In the above screenshot, we have already created a rule, telling it to write use the “FileCSV” adapter. When setting it up, similar to Trigger, in Rules, we set up the fields on location of the file, Column Separators (default for CSV is “,”) and other values.
Finally we perform data mapping:
Lets walk through the mapping
-
- VALIDATE ROW: a “true” value tells the engine to process every row
-
- (file): since its flat structure, we will not loop around any children for each row. This is useful when you have XML with multiple hierarchies
-
- Customer_Number: takes the ROW from 19th character to 29th (19 +10) using the MID function
-
- Invoice, Record_ID_hearder: similar to Cusotmer_Number, we use MID function to get characters from the row
-
- Invoice_Totol_Amount: here if you notice in the source data that there were some empty fields before the number since there was left space padding applied to those numbers. When pushing it to CSV, we have to TRIM (function) it.
-
- Invoice_Date: here we have transformed the Date from yyyy-MM-dd (example – 2017-03-30) to MM-dd-yyyy (which will make it 03-30-2017)
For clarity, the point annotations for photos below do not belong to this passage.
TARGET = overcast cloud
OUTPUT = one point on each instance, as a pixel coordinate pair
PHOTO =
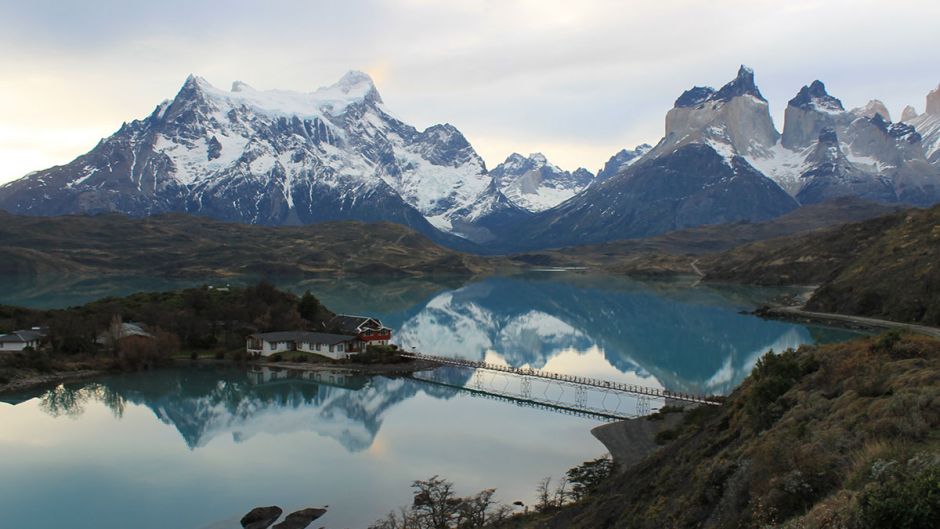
(574, 80)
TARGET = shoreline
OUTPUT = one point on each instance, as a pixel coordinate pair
(45, 379)
(60, 377)
(860, 323)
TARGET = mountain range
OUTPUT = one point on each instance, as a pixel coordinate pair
(288, 158)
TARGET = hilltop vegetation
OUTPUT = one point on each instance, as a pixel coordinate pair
(838, 436)
(187, 246)
(887, 267)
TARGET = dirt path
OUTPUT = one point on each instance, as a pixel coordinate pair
(861, 321)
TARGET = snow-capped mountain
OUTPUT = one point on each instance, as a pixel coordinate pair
(734, 120)
(273, 157)
(928, 126)
(620, 161)
(697, 174)
(827, 152)
(534, 184)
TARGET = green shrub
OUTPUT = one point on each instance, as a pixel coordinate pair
(771, 378)
(885, 342)
(665, 436)
(903, 498)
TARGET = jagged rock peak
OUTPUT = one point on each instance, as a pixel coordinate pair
(828, 136)
(743, 84)
(872, 108)
(933, 101)
(815, 97)
(623, 159)
(695, 96)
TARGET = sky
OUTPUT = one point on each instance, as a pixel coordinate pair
(576, 81)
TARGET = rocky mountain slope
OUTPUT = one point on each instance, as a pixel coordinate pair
(274, 158)
(927, 125)
(674, 252)
(287, 158)
(691, 186)
(884, 267)
(534, 184)
(722, 160)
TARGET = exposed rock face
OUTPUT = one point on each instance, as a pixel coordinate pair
(871, 156)
(534, 184)
(831, 175)
(736, 116)
(623, 159)
(933, 101)
(275, 158)
(928, 125)
(691, 186)
(807, 114)
(871, 109)
(261, 517)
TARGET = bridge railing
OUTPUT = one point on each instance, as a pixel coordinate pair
(572, 379)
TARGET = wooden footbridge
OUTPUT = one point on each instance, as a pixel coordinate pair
(562, 392)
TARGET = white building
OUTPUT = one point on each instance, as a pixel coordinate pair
(20, 340)
(335, 346)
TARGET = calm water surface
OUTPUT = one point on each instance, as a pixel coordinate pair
(197, 448)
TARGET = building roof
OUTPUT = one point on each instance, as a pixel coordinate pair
(350, 324)
(21, 336)
(127, 330)
(304, 337)
(133, 329)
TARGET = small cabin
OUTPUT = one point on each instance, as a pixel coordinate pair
(369, 331)
(335, 346)
(19, 340)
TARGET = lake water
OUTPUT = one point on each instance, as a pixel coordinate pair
(197, 448)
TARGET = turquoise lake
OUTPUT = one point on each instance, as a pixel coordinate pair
(196, 448)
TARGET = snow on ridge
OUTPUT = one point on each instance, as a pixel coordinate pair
(353, 88)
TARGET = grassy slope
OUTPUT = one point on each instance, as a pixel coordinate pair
(798, 445)
(181, 246)
(887, 267)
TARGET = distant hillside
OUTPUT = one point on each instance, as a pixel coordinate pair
(887, 267)
(673, 252)
(186, 246)
(831, 436)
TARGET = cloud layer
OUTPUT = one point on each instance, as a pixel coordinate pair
(574, 80)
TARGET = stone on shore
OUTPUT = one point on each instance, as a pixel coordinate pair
(261, 517)
(300, 519)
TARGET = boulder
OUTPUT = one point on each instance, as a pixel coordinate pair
(300, 519)
(261, 517)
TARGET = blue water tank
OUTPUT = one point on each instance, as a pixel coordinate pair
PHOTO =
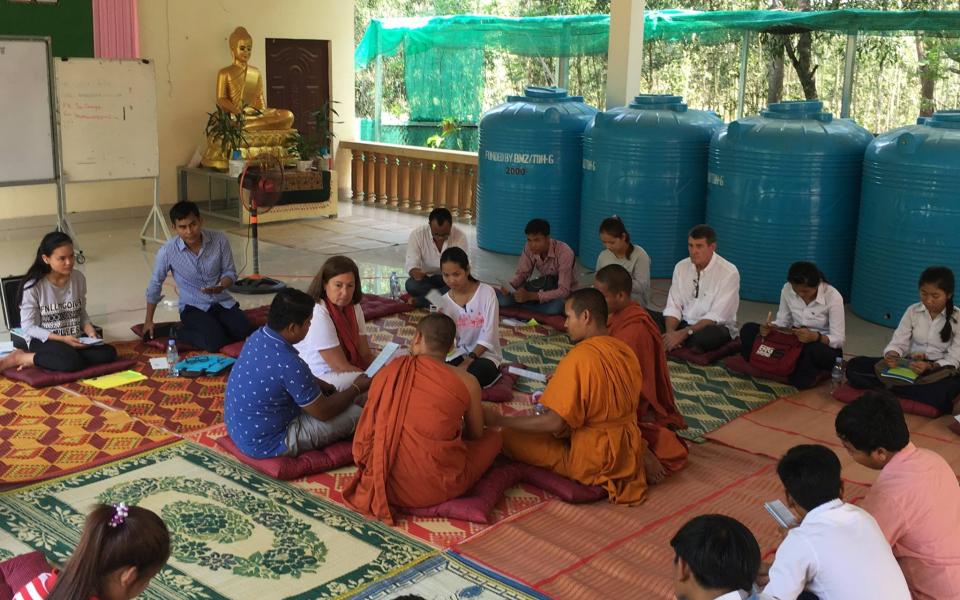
(646, 163)
(909, 214)
(531, 150)
(785, 186)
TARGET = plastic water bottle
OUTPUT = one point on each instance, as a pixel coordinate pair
(173, 357)
(394, 286)
(836, 376)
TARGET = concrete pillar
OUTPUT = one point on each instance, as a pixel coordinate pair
(625, 53)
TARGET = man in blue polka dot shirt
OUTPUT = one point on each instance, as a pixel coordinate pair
(274, 406)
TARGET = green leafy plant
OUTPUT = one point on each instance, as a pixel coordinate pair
(226, 127)
(449, 129)
(304, 146)
(324, 120)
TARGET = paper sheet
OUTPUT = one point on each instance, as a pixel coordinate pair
(105, 382)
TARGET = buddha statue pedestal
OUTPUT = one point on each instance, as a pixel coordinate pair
(266, 141)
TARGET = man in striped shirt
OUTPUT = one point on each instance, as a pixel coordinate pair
(202, 266)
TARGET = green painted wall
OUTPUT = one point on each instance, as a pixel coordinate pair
(69, 23)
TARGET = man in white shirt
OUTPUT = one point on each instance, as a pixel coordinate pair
(701, 310)
(715, 558)
(424, 248)
(838, 551)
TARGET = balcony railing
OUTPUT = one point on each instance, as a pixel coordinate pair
(411, 178)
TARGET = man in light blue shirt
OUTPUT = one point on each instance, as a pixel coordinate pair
(202, 266)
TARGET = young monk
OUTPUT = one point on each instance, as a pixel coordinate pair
(420, 440)
(657, 415)
(589, 431)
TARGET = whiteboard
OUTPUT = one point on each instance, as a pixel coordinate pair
(108, 119)
(26, 130)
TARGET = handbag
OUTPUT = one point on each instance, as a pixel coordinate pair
(776, 353)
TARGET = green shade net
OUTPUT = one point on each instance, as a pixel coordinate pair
(443, 56)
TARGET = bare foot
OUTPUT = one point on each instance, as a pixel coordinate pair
(655, 470)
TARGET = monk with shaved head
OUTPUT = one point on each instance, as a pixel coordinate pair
(421, 439)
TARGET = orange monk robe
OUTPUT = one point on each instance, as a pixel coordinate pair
(634, 326)
(595, 389)
(408, 446)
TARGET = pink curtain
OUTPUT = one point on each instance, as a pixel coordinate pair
(115, 29)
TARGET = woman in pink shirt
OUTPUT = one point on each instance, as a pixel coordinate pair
(916, 498)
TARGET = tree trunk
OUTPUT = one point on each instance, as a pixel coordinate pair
(928, 81)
DATE ( MID(VALUE(“ROW”),9,10), “yyyy-MM-dd”,”MM-dd-yyyy”)
MID(VALUE(“ROW”),9,10) – Extract value from the source ROW
DATE ( …, “yyyy-MM-dd”,”MM-dd-yyyy”) – Transforms one date format to the other date format.
- Invoice_Date: here we have transformed the Date from yyyy-MM-dd (example – 2017-03-30) to MM-dd-yyyy (which will make it 03-30-2017)
- processdate: an easy way to format current time. As you can see that we can easily incorporate Java code within our transformations
Converting into XML
Now lets look at how to convert it into XML:
-
- First make sure you have a connector with top level fields defined (see above for FileXML)
-
- Within the rule, go to Properties section and just change Format to XML
- You can reuse the same mapping as that of CSV as above
When you now run the integration, you will have the XML get generated as the following:
<row>
<Record_ID_Header>001</Record_ID_Header>
<Invoice>123456</Invoice>
<Invoice_Date>03-30-2017</Invoice_Date>
<Customer_Number>AA123456BB</Customer_Number>
<Invoice_Total_Amount>103.12</Invoice_Total_Amount>
<processdate>04-27-2017</processdate>
…
</row>
Hope this gives you a glimpse of using DBSync to process flat files. This is a quite common use case when exporting / importing files from Mainframes or legacy applications.
In the next blog we will discuss moving these files between storage and other CRM and ERP applications like Salesforce, NetSuite, Microsoft Dynamics 365, popular databases and more.